When squinting a bit, BBolt kinda looks like a limited version of a file system. So what if we just implement all the methods required by fs.FS on top of it and call it a day?
Well, that's what I did. fs.FS actually only has one method to implement which wasn't too hard:
type FS interface {
Open(name string) (File, error)
}But on top of this our returned data has to also implement fs.File and fs.FileInfo, which have quite a bunch of methods combined but most of them can return hard-coded values:
type File interface {
Stat() (FileInfo, error)
Read([]byte) (int, error)
Close() error
}
type FileInfo interface {
Name() string // base name of the file
Size() int64 // length in bytes for regular files; system-dependent for others
Mode() FileMode // file mode bits
ModTime() time.Time // modification time
IsDir() bool // abbreviation for Mode().IsDir()
Sys() any // underlying data source (can return nil)
}After that is done, we can just wrap our bbolt.DB in our new-fangled BoltFS type and slot it right into the http.FileServerFS function.
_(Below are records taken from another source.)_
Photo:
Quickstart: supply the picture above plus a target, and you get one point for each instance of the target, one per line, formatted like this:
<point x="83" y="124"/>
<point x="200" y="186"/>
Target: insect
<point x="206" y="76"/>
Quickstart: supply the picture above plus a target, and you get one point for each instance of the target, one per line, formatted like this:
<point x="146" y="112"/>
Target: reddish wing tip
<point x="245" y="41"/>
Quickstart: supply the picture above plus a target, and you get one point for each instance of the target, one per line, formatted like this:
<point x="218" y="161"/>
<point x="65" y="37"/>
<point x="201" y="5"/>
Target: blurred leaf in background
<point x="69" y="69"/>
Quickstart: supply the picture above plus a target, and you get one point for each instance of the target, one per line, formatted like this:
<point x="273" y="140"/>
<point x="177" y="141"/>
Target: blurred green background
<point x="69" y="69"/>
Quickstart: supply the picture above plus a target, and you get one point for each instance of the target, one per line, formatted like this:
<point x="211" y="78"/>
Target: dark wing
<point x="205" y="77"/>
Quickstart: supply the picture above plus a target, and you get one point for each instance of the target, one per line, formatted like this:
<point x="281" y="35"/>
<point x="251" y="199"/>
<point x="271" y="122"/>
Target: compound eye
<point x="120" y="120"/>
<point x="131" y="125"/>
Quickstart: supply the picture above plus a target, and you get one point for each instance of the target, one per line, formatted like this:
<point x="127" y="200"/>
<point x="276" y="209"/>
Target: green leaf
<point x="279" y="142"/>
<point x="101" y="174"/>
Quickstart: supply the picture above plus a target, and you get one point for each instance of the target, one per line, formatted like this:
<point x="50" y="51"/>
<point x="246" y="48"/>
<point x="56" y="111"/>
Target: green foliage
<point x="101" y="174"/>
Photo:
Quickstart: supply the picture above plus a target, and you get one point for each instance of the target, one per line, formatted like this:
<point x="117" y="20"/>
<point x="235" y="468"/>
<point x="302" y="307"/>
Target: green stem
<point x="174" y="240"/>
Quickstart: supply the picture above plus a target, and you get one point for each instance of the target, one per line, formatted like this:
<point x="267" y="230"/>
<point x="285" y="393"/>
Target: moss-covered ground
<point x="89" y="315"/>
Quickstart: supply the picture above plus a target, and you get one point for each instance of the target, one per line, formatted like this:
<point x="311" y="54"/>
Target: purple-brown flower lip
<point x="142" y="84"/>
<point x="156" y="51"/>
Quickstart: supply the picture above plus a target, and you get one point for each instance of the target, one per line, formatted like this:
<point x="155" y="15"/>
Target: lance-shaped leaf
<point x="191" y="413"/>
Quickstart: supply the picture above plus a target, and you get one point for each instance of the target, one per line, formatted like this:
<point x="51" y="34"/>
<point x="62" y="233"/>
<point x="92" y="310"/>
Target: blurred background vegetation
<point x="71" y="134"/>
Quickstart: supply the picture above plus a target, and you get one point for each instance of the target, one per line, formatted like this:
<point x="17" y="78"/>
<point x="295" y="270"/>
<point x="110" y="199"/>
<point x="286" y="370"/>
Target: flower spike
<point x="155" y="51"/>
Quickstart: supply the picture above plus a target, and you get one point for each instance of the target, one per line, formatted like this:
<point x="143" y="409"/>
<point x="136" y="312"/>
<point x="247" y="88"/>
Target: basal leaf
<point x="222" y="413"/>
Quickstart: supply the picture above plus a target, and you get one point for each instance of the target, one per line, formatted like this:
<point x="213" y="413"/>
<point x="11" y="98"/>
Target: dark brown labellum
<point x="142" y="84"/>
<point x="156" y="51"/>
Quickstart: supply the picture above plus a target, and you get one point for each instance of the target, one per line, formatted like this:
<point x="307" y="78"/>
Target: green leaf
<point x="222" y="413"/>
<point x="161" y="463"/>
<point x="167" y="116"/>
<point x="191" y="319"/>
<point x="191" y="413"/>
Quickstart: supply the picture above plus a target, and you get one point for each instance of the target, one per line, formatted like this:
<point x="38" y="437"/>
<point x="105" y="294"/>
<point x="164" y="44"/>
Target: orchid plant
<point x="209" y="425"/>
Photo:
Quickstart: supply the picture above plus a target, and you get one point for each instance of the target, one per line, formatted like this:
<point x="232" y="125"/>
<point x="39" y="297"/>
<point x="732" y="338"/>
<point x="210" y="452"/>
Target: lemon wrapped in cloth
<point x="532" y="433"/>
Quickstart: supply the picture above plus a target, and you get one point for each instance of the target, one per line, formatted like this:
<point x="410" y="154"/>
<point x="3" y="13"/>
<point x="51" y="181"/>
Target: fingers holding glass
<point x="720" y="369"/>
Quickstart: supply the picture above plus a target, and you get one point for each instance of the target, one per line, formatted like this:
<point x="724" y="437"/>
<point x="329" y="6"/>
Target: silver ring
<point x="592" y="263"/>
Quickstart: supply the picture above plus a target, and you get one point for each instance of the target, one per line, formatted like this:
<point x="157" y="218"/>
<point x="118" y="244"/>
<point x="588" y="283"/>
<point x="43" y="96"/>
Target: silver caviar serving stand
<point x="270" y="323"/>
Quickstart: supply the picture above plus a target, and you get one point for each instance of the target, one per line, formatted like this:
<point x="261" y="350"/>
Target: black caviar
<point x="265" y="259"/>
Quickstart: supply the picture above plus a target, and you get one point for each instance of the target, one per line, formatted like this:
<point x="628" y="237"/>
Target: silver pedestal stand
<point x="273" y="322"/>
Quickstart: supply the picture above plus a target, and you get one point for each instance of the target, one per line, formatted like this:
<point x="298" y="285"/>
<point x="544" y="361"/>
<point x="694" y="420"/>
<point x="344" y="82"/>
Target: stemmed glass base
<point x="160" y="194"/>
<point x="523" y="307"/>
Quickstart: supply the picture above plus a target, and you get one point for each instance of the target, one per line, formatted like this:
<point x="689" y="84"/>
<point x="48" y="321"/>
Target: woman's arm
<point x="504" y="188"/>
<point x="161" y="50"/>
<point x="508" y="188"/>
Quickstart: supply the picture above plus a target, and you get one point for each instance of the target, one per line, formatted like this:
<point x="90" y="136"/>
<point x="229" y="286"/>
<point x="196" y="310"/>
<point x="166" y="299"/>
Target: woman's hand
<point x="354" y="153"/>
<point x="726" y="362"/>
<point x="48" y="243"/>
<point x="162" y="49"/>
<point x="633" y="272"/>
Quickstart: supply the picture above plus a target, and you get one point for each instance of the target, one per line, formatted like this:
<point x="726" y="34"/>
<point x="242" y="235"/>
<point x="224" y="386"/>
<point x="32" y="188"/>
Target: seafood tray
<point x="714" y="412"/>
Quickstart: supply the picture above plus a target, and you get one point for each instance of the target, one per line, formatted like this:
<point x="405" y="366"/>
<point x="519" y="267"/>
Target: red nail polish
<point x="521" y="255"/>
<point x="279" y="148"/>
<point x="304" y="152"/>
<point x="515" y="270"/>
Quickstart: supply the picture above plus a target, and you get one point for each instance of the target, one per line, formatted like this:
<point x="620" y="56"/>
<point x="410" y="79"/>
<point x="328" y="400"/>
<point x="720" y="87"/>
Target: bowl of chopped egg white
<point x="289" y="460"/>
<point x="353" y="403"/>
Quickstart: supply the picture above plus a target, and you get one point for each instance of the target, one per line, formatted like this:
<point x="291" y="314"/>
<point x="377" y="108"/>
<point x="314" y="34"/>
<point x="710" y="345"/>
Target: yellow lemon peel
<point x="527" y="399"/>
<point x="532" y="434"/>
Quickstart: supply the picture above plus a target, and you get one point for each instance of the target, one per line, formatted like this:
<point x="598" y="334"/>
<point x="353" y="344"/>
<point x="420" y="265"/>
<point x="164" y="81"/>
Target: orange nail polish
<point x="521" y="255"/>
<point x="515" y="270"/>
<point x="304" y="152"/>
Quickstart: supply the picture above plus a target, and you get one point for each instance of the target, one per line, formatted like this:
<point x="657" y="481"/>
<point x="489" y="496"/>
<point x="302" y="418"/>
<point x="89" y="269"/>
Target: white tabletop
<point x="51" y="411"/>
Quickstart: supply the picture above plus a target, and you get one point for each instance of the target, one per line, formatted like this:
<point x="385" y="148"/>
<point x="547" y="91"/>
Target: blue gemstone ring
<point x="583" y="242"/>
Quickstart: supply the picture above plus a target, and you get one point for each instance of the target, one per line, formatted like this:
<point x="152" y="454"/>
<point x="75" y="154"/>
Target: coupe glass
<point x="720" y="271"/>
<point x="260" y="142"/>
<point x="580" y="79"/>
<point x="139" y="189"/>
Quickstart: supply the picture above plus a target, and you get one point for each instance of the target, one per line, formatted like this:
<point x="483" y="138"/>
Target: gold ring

Pretty convenient.
Advantages
A big pro definitely is that the whole thing is quite simple. It reuses our BBolt instance we already had lying around and the standard library takes care of the rest, so we even get automatic ETag support out of the box.
Security-wise, I believe at least, that it is quite safe because you can't access anything that is not in a specific bucket in our BBolt database, so a malicious client shouldn't be able to poke around on our Linux server.
Limitations
Serving large files this way is not a good idea as the whole file will be loaded into memory on every request. This will probabaly also strain the garbage collector quite a bit but for the non-existent traffic I have it will do.
ETag-based caching also won't work correctly because the modification date is hard-coded. To properly function we would need to store the current time alongside every value in our database like so
type BBoltFile[T any] struct {
Data T
Modified time.Time
}or something along those lines. But I currently don't.
Verdict
It is always good fun to misuse one component as something else and it was also pretty straight forward to get something to work even though the current solution is not quite optimal, yet.
So please forgive me for wasting your network bandwith with a bad caching implementation and the excessive use of memes.